Labels of sounds are usually quite clear cut. There is a sound, and then an image of an appropriate airplane surfaces. Another sound, and an image of a section of road and a car. Another sound, and the image of a person (as a shadowy outline) walking on gravel. The image labels surface with a suggestion of what the sound most likely represent, and there is an appropriate response (which usually is no response) to the image (not the sound itself). Most of the time the image surfaces outside of conscious attention. It is there, has effects, but is not necessarily noticed itself.

Where the labels of sounds typically represent the most likely physical source of the sound, labels of sensations are a little more complex.
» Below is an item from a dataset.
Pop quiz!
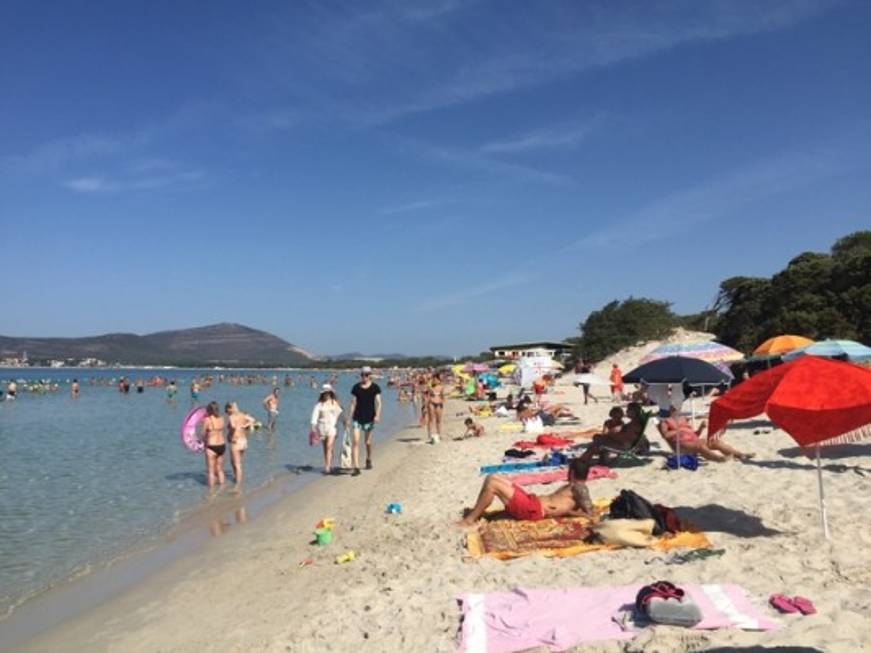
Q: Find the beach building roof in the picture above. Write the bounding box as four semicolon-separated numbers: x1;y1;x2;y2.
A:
490;341;572;360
The simplest labels of sensations are images of the body. There is a sensation, localized in space where the mind thinks the calf is, so an image of the calf (or the specific part of the calf) is placed on top of the sensation. Another sensation, or a set of sensations, and an image of the head is placed on top of them. These images are usually smaller sections of the body, although some represent larger sections including sometimes the whole body. In general, they seem to be as small as possibly to account for the sensation, and also as detail-free as possible. (Probably conserving energy that way.)
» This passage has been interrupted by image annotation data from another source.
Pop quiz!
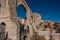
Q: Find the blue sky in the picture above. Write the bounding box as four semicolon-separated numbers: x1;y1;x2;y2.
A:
17;0;60;22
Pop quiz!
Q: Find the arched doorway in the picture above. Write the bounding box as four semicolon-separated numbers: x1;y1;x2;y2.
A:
16;4;26;18
0;22;6;40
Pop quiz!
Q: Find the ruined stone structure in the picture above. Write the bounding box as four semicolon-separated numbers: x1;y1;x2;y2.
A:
0;0;60;40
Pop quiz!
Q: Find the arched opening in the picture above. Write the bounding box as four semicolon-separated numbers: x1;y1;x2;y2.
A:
16;4;26;18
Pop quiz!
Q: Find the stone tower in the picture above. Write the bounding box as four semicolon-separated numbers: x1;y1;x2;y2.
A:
0;0;32;40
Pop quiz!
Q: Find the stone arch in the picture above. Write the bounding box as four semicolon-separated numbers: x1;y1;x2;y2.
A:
16;4;27;18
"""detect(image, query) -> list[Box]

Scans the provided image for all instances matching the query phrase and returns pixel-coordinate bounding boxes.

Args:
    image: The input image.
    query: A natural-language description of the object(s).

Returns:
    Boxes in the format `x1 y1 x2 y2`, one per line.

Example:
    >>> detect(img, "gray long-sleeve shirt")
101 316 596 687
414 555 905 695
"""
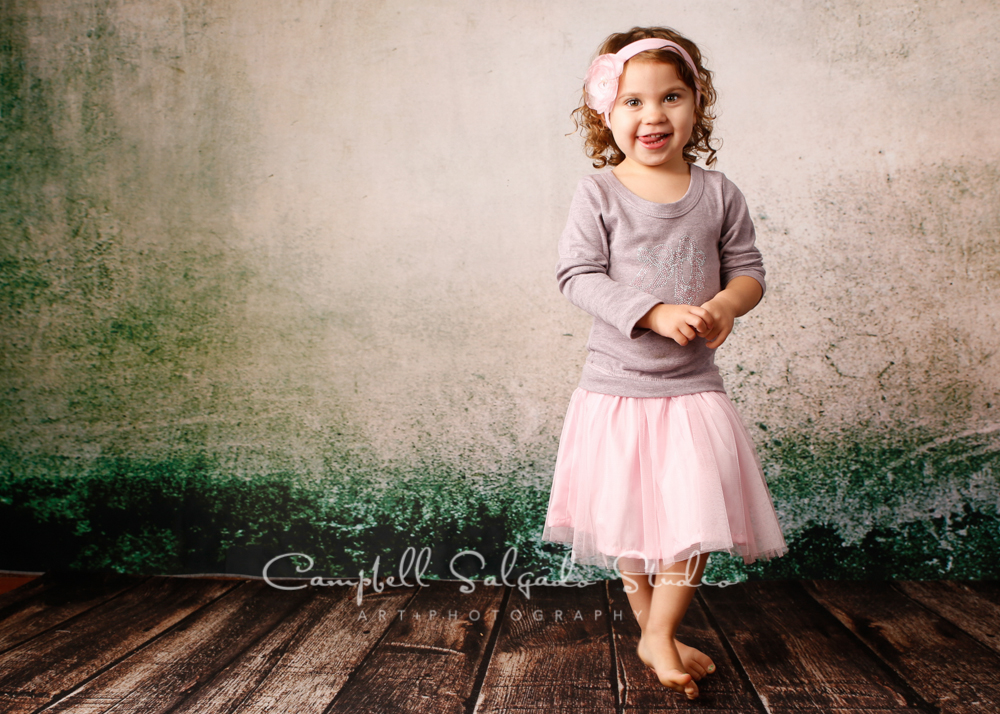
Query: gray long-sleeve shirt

The second category of labels of sensations are the ones representing the quality of the sensation. For instance, there is a sensation, and an image of a piece of apple stuck between two teeth, a faint red cloud with a deeper red cone (emphasizing its tip) within it, and if attention is brought to it, then a thought “faint pain from a piece of apple stuck between two teeth”. The image of the piece of apple provides an explanation for the sensation, and the image of a red cloud and cone that particular sensation labeled pain. Another sensation, an image of the lower back of the body and of quiet faint lava flows, and if attention is brought to it then the thought “murmuring pain in the lower back”.

Another sensation, an image of confined movement, and the thought “restlessness” and “I need to get away”. Another sensation, an image of the chest, another of red hot coal there, and then the thought “anger”. A sensation, an image of breath constricted in the throat, and then of something heavy sinking down the body, and the story “sadness” or even “grief”. If attention is brought to any of these, other stories may come up including reasons why these emotions were triggered, and going into those stories may amplify the sensations, which in turn fuel these stories.

When I go back to images of sounds, I notice the same two types of labels there too: first, a label representing the most likely physical source of the sound, and then sometimes another label representing what the sound evokes in this human self – maybe an emotional reaction or mood.

So there is a sound, an image of people behaving in loud and crude ways, an image of some jagged black forms placed on top of it (transparently), and if attention goes there (which it is likely to do), then a thought “crude loud people”. If attention goes to the content of that thought, and the story is taken as real and true, then more thoughts may be fueled to flesh out and support the initial one: “Typical Americans to be so loud and crude… Neanderthals. I wish I was still in Europe, at least in a larger city. People are more sophisticated there… wouldn’t be caught dead behaving in that way. I belong there, not here. I am different from these people.”

Somewhere in this chain of events, sensations are triggered, which then get label images put on them, and possibly a story such as “irritability”, “frustration”, “restlessness”, even “anger”. Together, the sensations and their labels fuel the stories, which in turn fuel the sensations and their labels.

If this process is not noticed in its components, then a larger gestalt is formed which seems very real and substantial. A gestalt that includes sounds, emotions (sensations+a story), and more explicit, well-defined and fueled thoughts such as “those people are crude Neanderthals, what is wrong with them? I am not like them. I wish I was somewhere else. I belong in Europe, not here among these brutal primitives.”

The most basic gestalt that emerges from all of this is the gestalt of I and Other, of an I separate from the wider world, and specifically those crude folks over there.

These image labels are very helpful. They provide us, at our human level, with educated guesses about what is going on, which help us navigate in the world. If they are not believed in, they are only helpful.

But if they are believed in, taken as substantial and real in themselves, they can also create drama, stress and suffering. A fictional world is created, taken as real, and then have real consequences (at least in our experience).